Testing at Scale · Part 4 of 11

This article is also published on Medium. Read it on Medium →

Tag‑Driven Test Execution: Turning 3,000 Playwright Tests Into a Schedulable Pipeline

How a small tag vocabulary and a "suite‑as‑data" model let us slice thousands of tests into precisely‑tuned, parallelisable batches.

When a Playwright suite is small, "run the tests" means npx playwright test. When it crosses a few thousand, that command becomes useless: it's too slow to gate a pull request, too coarse to debug a single area, and too blunt to tune for cost. You stop thinking about the suite and start thinking about which slice, with how much parallelism, in what order.

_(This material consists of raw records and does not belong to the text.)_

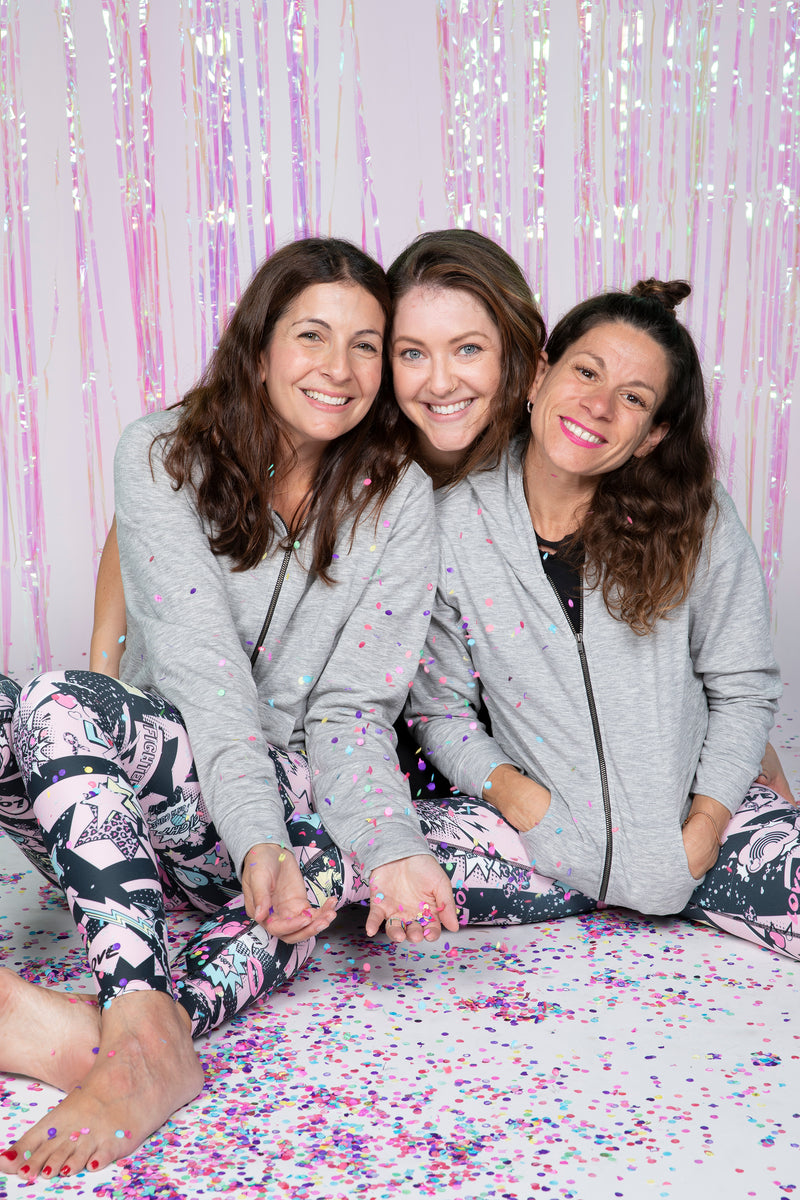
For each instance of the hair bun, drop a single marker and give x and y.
(669, 294)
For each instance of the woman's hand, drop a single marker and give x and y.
(521, 801)
(275, 895)
(413, 895)
(703, 831)
(773, 774)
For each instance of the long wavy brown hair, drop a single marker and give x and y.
(468, 262)
(644, 532)
(232, 448)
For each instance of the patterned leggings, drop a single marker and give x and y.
(102, 797)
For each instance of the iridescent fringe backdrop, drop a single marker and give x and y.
(154, 154)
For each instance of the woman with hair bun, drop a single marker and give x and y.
(600, 597)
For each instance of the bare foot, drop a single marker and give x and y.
(47, 1035)
(145, 1069)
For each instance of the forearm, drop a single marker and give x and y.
(109, 622)
(522, 802)
(703, 833)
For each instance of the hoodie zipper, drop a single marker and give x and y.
(276, 593)
(599, 744)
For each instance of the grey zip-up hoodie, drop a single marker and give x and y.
(686, 708)
(334, 673)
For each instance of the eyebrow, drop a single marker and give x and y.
(630, 383)
(318, 321)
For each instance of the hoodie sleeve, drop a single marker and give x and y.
(361, 796)
(179, 611)
(446, 696)
(732, 651)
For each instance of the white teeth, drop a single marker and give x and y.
(445, 409)
(334, 401)
(584, 435)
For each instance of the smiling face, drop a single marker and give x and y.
(446, 367)
(597, 406)
(322, 369)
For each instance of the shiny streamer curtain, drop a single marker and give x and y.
(154, 154)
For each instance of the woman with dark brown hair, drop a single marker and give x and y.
(599, 595)
(278, 558)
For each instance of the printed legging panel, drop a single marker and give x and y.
(110, 810)
(114, 815)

This article is about the execution model that makes that tractable: a layered tag taxonomy as the query language, and a suite‑as‑data structure that turns each slice into a tunable, schedulable unit. It's the layer that sits between your tests and whatever runs them.

If you've read the earlier piece on scaling the suite, you've seen the tags in passing. Here we go deeper into execution — resource tuning per slice, parallel vs sequential grouping, and reusable run profiles.


Step 1 — Tags are the query language for "which tests"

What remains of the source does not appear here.